Nicolas Sarkozy, Vendredi 7 novembre 2014

Atlantico : Alors que l'on a souvent tendance à penser que les deux notions se confondent, comment faut-il comprendre cette nuance dans les termes ? Quels enjeux profonds se cachent derrière ?

Christophe De Voogd : Cette partie est sans doute la plus énigmatique du discours, qui est par ailleurs techniquement remarquable. Enigmatique, car pour l'historien que je suis, la République est la forme dans laquelle la démocratie s'est réalisée en France. Opposer les deux est donc effectivement  surprenant, voire inquiétant. On peut l'interpréter comme la "patte" d'Henri Guaino qui est davantage ancré dans la tradition de la 5ème que dans la 3ème république : démocratie dans son esprit signifie certainement "démocratie libérale". Une sorte d’opposition entre une république d'autorité qui est du goût d'Henri Guaino, et un pluralisme libéral qu'il appelle le "communautarisme". Il vise par-là les libéraux à l'anglo-saxonne, et/ou les tenants de la "Pensée 68", favorables à une démocratie libertaire.

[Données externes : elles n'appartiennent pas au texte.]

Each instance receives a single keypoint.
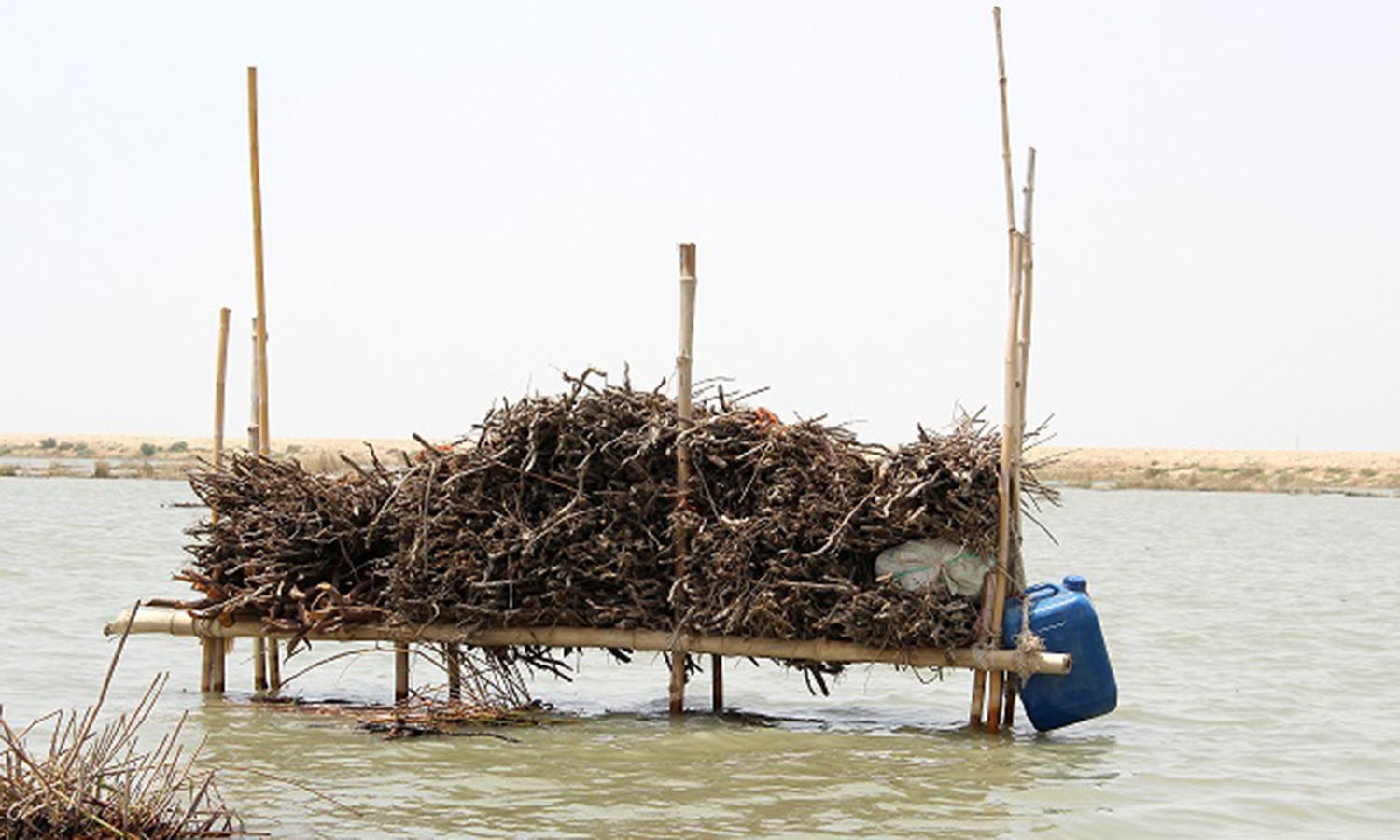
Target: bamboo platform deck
(175, 622)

Mais cette ambiguïté pourrait être grave : Nicolas Sarkozy prête ainsi le flanc à une attaque sur le thème du "discours liberticide !" que ne manqueront pas d’entonner les médias. Il est impératif qu’il soit plus clair sur le sujet.

Benoît De Valicourt : Dans l’absolu, Nicolas Sarkozy a raison de dissocier les deux termes puisque la démocratie est une organisation politique dont la souveraineté appartient au peuple et la république est l’organisation publique de la société où le pouvoir n’est pas détenu par un seul et n’est pas héréditaire. Par exemple, la Belgique est une monarchie où le peuple est souverain, la France est une république et le peuple est aussi souverain. L’histoire de France joue en faveur des amalgames ; l’Ancien Régime était une monarchie absolue et le peuple n’était pas souverain mais à partir de 1789, la France devient une république et le pouvoir est transféré aux citoyens (mâles !). Il est donc facile de confondre république et démocratie alors qu’une république peut être tout sauf démocratique et, de l’autre côté du Rideau de fer des millions de personnes peuvent en témoigner. Il est plus compliqué d’opposer démocratie et république sauf à rajouter le terme populaire pour renforcer la notion démocratique mais la redondance ne trompe personne.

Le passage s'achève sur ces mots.